Actually, the innermost area of the platter is the fastest. A drive spins at 7200 RPM for example, and when the read head is all the way on the inner edge, reaching data somewhere in that area is fastest, as the circumference is smaller there. Thus the wait is shorter until the data moves under the read head.
Now move the read head all the way to the outer edge of the platter. Here the read head needs to wait much longer until the data comes around to be read. Larger circumference = longer wait until the data makes it full circle.
You are talking about rotational latency or seek time, I was talking 'in regard to STR'
Actually I've confused myself a bit now because iirc the lowest seek time parts of a drive are also the ones with the highest STR, but those two things really shouldn't go together. Or do simple low-level benchmarkls like HDTune and HDtach chart them for mismatching parts of the drive?
crazyeyesreaper - Writing optical disks in particular is a whole other story, there are numerous different write strategies that drives use. No modern high speed optical drives write at the same RPM across the whole disk. Reading from an audio CD, record, or such time-coherent streaming data set works by the read head moving tracks more often at the smaller diameter section.
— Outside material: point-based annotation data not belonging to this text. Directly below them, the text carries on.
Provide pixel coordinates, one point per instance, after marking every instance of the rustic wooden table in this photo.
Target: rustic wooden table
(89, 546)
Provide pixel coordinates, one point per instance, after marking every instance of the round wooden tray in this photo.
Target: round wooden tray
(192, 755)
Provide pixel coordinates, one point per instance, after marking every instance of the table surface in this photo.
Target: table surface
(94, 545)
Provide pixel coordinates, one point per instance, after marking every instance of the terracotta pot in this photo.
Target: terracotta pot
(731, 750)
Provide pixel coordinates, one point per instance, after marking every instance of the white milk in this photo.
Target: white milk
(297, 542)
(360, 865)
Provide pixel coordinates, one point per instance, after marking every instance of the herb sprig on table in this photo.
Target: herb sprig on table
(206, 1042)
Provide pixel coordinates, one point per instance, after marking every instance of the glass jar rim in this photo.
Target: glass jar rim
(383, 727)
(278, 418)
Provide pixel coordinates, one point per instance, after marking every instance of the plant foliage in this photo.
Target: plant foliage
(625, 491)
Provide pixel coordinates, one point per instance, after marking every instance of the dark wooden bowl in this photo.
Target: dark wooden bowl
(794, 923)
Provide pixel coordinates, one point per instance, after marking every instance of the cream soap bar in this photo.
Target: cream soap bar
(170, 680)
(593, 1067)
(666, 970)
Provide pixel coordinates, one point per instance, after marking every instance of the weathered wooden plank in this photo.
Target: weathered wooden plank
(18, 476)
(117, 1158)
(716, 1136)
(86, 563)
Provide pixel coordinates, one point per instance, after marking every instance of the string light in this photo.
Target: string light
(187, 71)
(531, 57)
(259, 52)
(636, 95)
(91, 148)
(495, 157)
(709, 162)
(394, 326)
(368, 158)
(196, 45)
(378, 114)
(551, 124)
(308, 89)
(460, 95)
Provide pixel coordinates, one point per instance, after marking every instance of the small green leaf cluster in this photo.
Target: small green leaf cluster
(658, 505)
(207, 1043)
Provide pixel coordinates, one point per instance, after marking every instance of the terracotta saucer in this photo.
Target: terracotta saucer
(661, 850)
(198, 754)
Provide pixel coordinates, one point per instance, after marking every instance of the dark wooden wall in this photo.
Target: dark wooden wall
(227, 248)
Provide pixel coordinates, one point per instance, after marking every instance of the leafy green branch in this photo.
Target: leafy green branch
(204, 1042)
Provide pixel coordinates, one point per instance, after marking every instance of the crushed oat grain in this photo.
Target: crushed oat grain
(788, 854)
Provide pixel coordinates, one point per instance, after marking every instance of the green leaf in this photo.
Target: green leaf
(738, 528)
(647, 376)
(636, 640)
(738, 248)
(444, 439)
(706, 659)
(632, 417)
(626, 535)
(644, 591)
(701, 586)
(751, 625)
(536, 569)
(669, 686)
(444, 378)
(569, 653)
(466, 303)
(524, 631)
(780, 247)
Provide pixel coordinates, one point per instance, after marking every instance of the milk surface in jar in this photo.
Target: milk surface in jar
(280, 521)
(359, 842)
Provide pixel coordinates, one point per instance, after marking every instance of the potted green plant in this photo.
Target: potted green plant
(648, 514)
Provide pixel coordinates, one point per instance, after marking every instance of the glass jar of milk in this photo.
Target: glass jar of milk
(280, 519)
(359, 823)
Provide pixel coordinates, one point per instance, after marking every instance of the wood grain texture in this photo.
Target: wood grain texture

Or to put it another way, 1 inch measured from center to edge of the inner part might hold as much data as 1/4 inch of the outer area (it really should be 1/pi I think) so the head has to move through more grooves or tracks in the inner section to extract the same amount of data.
Now you wrote a bit of a runon there heh
But it seems like you're saying that seek time is dominant in drive performance, which is fine if we mean 'overall drive performance using real programs' because the OS doesn't write data as STR not to mention need to access it, but think about it - does that still apply to much more synthetic STR data patterns?